© Caroline Forbes

Aleks Kolkowski & Ute Wassermann

Photo © Caroline Forbes

Recorded at St. Peter’s Church, Whitstable, U.K, July 15th  2009

Bow Echo –  Improvisation

Aleks Kolkowski and Ute Wassermann first came together as an improvising duo in Berlin, 2003. They have since performed in Germany, The Netherlands and in the U.K. including at the Huddersfield Contemporary Music Festival where they recorded their first album Murmelndes Lüftchen  (Seven Things, 2006).  Their latest CD, Squall Line (psi) was recorded during the same session at St Peter’s Church in July 2009 and features two versions of this wax cylinder recording, Bow Echo 1 and Bow Echo 2, where both musicians improvise along with their previously inscripted improvisation while it is reproduced from an Edison phonograph.

The Stroh viola played by Kolkowski is an instrument that harks back to the early days of acoustic recording. It has an aluminium horn and diaphragm system of mechanical amplification that is the same as used by phonographs and gramophones. Invented by Augustus Stroh in London and patented in 1899, the Stroh violin and viola became mainstays of the early sound studios where their directionality and loudness made them ideal to record with compared to conventional wooden-bodied string instruments. The horns of the Stroh fiddles, which can be swiveled up and down, can simply be aimed at the recording horn. They were widely used in the studios right until the advent of electrical recording in the mid-1920s.

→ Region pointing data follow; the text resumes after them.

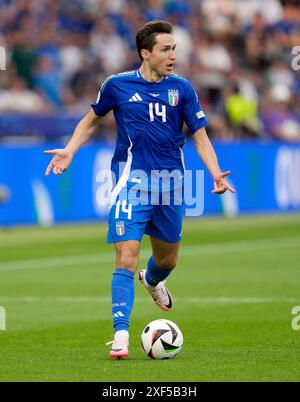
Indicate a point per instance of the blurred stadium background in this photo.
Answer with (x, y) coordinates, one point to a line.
(242, 56)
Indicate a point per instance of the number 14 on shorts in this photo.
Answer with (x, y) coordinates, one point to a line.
(124, 209)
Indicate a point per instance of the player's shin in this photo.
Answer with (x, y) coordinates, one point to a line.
(122, 294)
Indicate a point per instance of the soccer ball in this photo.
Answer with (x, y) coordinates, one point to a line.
(162, 339)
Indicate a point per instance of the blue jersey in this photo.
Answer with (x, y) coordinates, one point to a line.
(150, 118)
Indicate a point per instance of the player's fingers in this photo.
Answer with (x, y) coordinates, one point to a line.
(230, 188)
(219, 190)
(225, 174)
(50, 151)
(49, 167)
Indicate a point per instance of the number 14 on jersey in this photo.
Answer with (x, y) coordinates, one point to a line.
(155, 109)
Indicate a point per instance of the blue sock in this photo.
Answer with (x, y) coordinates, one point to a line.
(122, 296)
(155, 274)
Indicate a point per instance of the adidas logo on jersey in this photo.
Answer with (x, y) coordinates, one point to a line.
(135, 98)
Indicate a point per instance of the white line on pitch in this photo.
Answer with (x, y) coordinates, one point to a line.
(197, 300)
(185, 251)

Such unusual horn and string hybrids, which also included cellos, guitars and basses, were also often featured in jazz and dance bands during the 1920s and 30s and were manufactured until the 1940s. The Stroh viola is part of Kolkowski’s large collection of historic horned string instruments.


Recording notes

One of two cylinders made during a recording session for the CD Squall Line. The phonograph recording was assisted by the venerable sound engineer Adam Skeaping, who turned the handle and brushed away the swarf.